Recently, our office assisted a Dad who wanted to obtain sole residential and sole legal custody of his two young children.  He was a young father, only 21 years old, but he had already demonstrated a level a maturity of someone much older.  He had been taking care of the children for about a year with little to no support or even contact from the children’s mother.

The Dad, acting on his own without the assistance of an attorney, filed for custody with the Circuit Court for Montgomery County, MD.  When he filed for custody, he never anticipated that the children’s mother would fight him. However, that is exactly what happened.  After being served, the children’s mother hired an attorney, who immediately opposed the Dad’s request for sole custody and filed for joint custody on the mother’s behalf.

By the time the Dad had saved a little money to hire an attorney and had sought assistance from our experienced family law attorneys, the custody merits trial was less than one week away.  The Dad came to our office petrified and nervous that he was going to lose custody of his children.  He believed that the Court would favor the mother solely because she was the mother and she would automatically get joint custody even if that wasn’t in the best interest of the children.

During a lengthy initial consultation with one of our family law attorneys, the custody process was explained to the Dad in great detail including the difference between sole and joint custody and the difference between residential and legal custody.  It was also explained that in Maryland, the Judge has a great deal of discretion in determining what is in the best interest of the children and awarding custody.

After thoroughly explaining what would happen during the custody merits hearing, the Dad still had a valid fear and concern that if a Judge were to decide custody the ruling might not be in his favor, which is always a risk any time one goes to trial or a hearing.  Therefore, it was very important to the Dad that an agreement, also called a Consent Custody Order, try and be negotiated with the children’s mother.  Our family law attorneys recommended filing a Motion for Continuance with the Court, which would the delay the custody merits hearing for a few weeks in order to allow a possible agreement to be reached.

After the Motion for Continuance was granted, our attorneys immediately took action.  They served the mother with discovery requests and entered into negotiations with her attorney in an attempt to reach an agreement.  An agreement was reached that was in the best interest of the children and the Dad.

However, a week before the custody merits hearing was to take place, the children’s mother, who had fired her own attorney and was acting pro se (without representation), refused to sign the Consent Custody Order that had been prepared.

While the fact that the mother was refusing to sign the Consent Custody Order mere days before the hearing would have caused an inexperienced family law attorney to panic – not our family law attorney.  Our attorneys are always prepared for every possible contingency.

In this case, our attorneys had already drafted the direct examination questions they were planning to ask our client and his witnesses.  Upon learning the mother would not sign the Consent Custody Order, our attorneys prepared the Dad and his witnesses for trial by going over every question they intended to ask during direct examination as well as discussing possible topics the mother might ask during her cross examination.

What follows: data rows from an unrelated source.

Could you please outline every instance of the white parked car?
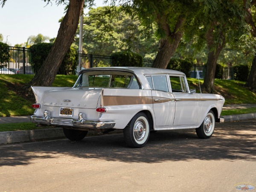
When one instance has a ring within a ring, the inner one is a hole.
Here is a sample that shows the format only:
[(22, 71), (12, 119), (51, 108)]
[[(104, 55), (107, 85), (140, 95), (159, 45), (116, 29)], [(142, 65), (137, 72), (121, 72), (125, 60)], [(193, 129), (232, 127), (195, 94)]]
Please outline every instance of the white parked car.
[(82, 70), (72, 87), (32, 87), (32, 122), (62, 127), (72, 140), (89, 130), (123, 130), (128, 145), (146, 143), (151, 131), (195, 128), (211, 137), (224, 99), (190, 90), (183, 73), (140, 67)]
[(4, 67), (3, 68), (0, 68), (0, 74), (13, 75), (15, 73), (12, 71), (9, 70), (5, 67)]

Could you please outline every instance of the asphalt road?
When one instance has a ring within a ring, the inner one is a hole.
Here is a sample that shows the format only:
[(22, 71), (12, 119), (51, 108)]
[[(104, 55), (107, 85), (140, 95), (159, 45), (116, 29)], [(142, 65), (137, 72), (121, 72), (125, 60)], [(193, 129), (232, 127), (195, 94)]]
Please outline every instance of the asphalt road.
[(256, 119), (218, 124), (206, 140), (194, 130), (157, 131), (138, 149), (122, 134), (0, 146), (1, 192), (235, 192), (245, 184), (256, 190)]

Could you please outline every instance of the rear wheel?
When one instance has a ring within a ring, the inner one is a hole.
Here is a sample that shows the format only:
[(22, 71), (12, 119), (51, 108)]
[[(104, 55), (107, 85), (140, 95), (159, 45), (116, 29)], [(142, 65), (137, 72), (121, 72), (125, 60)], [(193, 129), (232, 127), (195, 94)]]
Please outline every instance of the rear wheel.
[(69, 140), (72, 141), (79, 141), (84, 138), (87, 134), (87, 131), (76, 130), (63, 128), (63, 132)]
[(144, 113), (139, 113), (135, 115), (125, 128), (125, 140), (129, 147), (143, 147), (148, 140), (150, 132), (147, 116)]
[(212, 137), (215, 127), (215, 116), (213, 112), (210, 110), (201, 125), (195, 129), (196, 134), (201, 139), (208, 139)]

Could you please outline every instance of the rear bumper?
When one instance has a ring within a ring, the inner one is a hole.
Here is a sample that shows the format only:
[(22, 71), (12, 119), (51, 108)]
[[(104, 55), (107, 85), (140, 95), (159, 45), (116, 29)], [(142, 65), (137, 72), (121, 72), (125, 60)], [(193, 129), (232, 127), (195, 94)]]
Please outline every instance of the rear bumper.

At the conclusion of the hearing, the Judge awarded our client, the Dad, sole residential and sole legal custody of his two minor children and this young family remained intact.  The Judge did award the mother visitation but did not set a formal visitation schedule.  Based on the evidence and testimony produced and elicited by our family law attorneys at trial, the Judge felt it would be in the best interest of the children for the Dad to determine when visitation would be appropriate.